12 Mayıs 2013 Pazar

Güvensizlik Konseyi



Uluslararası toplumun ve Birleşmiş Milletler Güvenlik Konseyinin beş daimi temsilcisinin insani değerlere olan samimiyetsizlikleri bir kez daha tescillenmiştir. Güvenlik konseyi artık üçüncü yılına giren Suriye’de yaşanan vahşetle ‘Güvensizlik Konseyine’ dönüştüğünü göstermiştir. İstediği konuda acil kararlar alan konsey Suriye gibi insani bir konuda savsaklama yolunu tercih etmiştir.
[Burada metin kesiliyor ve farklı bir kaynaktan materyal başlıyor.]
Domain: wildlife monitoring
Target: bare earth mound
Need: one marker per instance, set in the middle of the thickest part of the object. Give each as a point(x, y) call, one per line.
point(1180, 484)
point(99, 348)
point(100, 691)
Gelinen bu aşamada, bunca katliamdan sonra ABD’nin artık bir şey yapması öneriliyor. Eğer ABD kenarda kalırsa Suriye’de durumun kötüye gideceği ima ediliyor.
Bölgesel analistler Suriye’deki gidişatı 20 yıl önce derebeyliklere bölünen ve o zamandan beri anarşi, terör ve açlıkla karşı karşıya kalan Somali’ye benzetiyorlar.
Böyle giderse Suriye’deki iç savaşın giderek tehlikeli bir duruma dönüşeceği tahmininde bulunanlar var ve bu ülkeye dönüşecebileceği tahminleri yapılıyor... 
Göründüğü kadarıyla Rusya’nın, İran’ın ve İsrail’in ülke üzerinde emelleri var.
Şam yakınlarındaki kimyasal silah araştırma merkezini gece yarısı bombalayan İsrail ise işi daha ileri götürmek istiyor.
Bir görüşe göre İsrail ve Hizbullah arasında savaşa dönüşeceği, buna sebep ise Esed’in müttefiki Hizbullah’a gelmiş olduğu iddia edilen füzeler gösteriliyor.
Bir başka neden ise İran yapımı Fateh-110 füzelerinin bu örgüte nakledilmiş olması.
İsrail bu gelişmeleri kendisi için tehlike göstererek Suriye meselsine müdahil olma sebebi olarak görüyor.   
Füzeler “vekâleten açık uçlu bir savaş” olarak değerlendiriliyor.
Bir tarafta İsrail, bölgesel güçler ve batılı ülkeler, diğer tarafta ise Hizbullah ve Suriye’nin olacağı, şeklinde değerlendiriliyor.
Suriye’de bir başka gelişme ise İran askerleri ve Hizbullah’ın muhaliflerin aldıkları yerleri geri alarak buradaki Sünnileri katletmek şeklinde yorumlar yapılıyor.
Bunun son örneği ise Baniyas ve Banya’da yapılan katliam gösteriliyor.
Suriye konusuna uluslararası toplumun bu derece ilgisiz kalması, ister istemez bölge üzerinde bazılarının derin emelleri olduğu ihtimalini akıllara getiriyor. Özellikle kendini haklı çıkarmak için mahir olan ve kılıf bulan İsrail bu işin geciktirilmesinde perde arkasındaki başrol oyuncusu gibi duruyor.
Uluslar arası toplumun ağırlıklı olarak bu işe seyirci kalmasının yanında, Türkiye hariç İslam ülkelerinin önde gelenleri de kabuğuna çekilerek ‘bana dokunmayan bin yaşasın’ politikası izlemişlerdir.
Suriye konusu bölgede değişimin bir dönüm noktası, ya da derin planları olanlar için bir başlangıç noktası olma izlenimini veriyor.
Çözüm âdeta askıya alınmış, kargaşa ve vahşete prim verilirken olayın boyutlarının sanki Suriye’nin de sınırlarının dışına çıkması için süre tanınmış.
Mali’de yaşanan iç çatışmaları önlemek için, BM hemen karar almış, Fransa olaya müdahale etmiştir. Fransa aynı zamanda Libya krizinde de alelacele harekete geçerek Kaddafi’yi bombalamıştı. Diğerleri de desteklemişti. Konseyin alacağı insani kararlar elbette desteklenmeli.
Ancak, sınır komşumuz olan Suriye olayında sessiz kalınmış, vahşete göz yumulmuştur.
Böyle bir ciddi olayı askıya almaları ise, Suriye konusunda farklı beklentilerin olduğu izlenimin veriyor. Bu kadar gecikme ise BM güvenlik konseyinin güvenini yitirdiğinin ve adil davranmadığının göstergesi oluyor.